A new research paper presents Super Research, a benchmark and evaluation framework designed to stress-test large language models on their ability to conduct autonomous research on highly complex questions—a capability that remains largely unexplored despite LLMs' demonstrated proficiency in simpler research tasks.

What Super Research Tests

Unlike existing benchmarks that focus on isolated capabilities, Super Research evaluates three integrated components:

  1. Structured decomposition: Breaking complex questions into coherent research plans
  2. Super wide retrieval: Gathering diverse perspectives across many sources
  3. Super deep investigation: Iteratively refining queries to resolve uncertainties

The benchmark contains 300 expert-written questions spanning diverse domains. Each question is calibrated to require up to 100+ retrieval steps and reconciliation of conflicting evidence across 1,000+ web pages—substantially exceeding the complexity of standard QA benchmarks.

Evaluation Methodology

Super Research produces verifiable reports with fine-grained citations and intermediate artifacts such as outlines and tables to ensure traceable reasoning throughout the research process.
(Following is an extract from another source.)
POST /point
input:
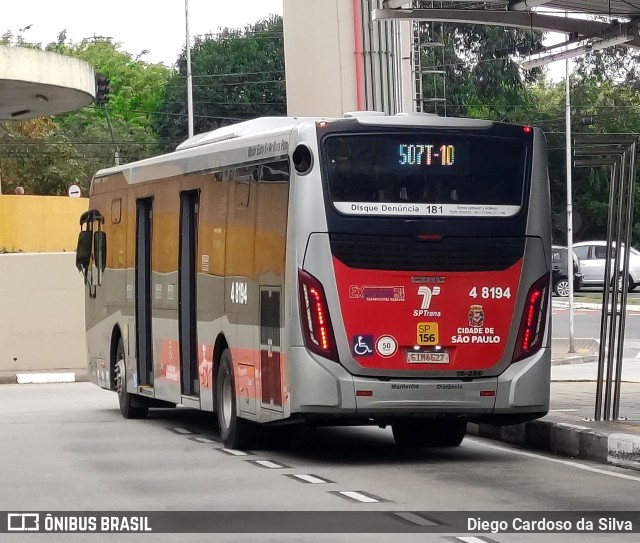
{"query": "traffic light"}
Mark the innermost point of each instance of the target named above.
(102, 90)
The researchers developed a "graph-anchored auditing protocol" that evaluates model performance across five dimensions:

  • Coverage: Breadth of relevant information gathered
  • Logical Consistency: Absence of contradictions in reasoning
  • Report Utility: Practical usefulness of generated reports
  • Objectivity: Balanced presentation of conflicting viewpoints
  • Citation Health: Accuracy and appropriateness of source attribution

This multi-dimensional approach moves beyond single-score metrics to assess research quality holistically.

Strategic Value as Ceiling Evaluation

The authors frame Super Research not as a task for frequent real-world application, but as a critical "ceiling evaluation and stress test" for LLM capabilities. The reasoning is that a model's ability to succeed on super-complex research tasks serves as a powerful proxy for general research competence—success here suggests the robustness necessary to handle subordinate research tasks across nearly any domain.

This approach mirrors established practice in other fields: stress testing infrastructure at breaking points reveals the true limits of system reliability.

Leaderboard and Accessibility

The researchers have made the benchmark publicly available via a leaderboard at https://cnsdqd-dyb.github.io/Super-Research-Benchmark/, enabling direct comparison of model performance on this standardized set of complex research questions.

What This Means

Super Research fills a meaningful gap in LLM evaluation. While benchmarks like MMLU and HumanEval test narrow capabilities, Super Research captures a real limitation: the ability to synthesize information across heterogeneous sources, manage conflicting evidence, and produce coherent outputs over extended reasoning chains. The benchmark's requirement for up to 100+ retrieval steps reflects the actual complexity of professional research work.

For AI researchers, this provides a concrete way to identify whether capability improvements in language modeling translate to improvements in realistic research workflows. For model developers, it clarifies which systems can handle research tasks that go beyond pattern matching to genuine synthesis and uncertainty resolution.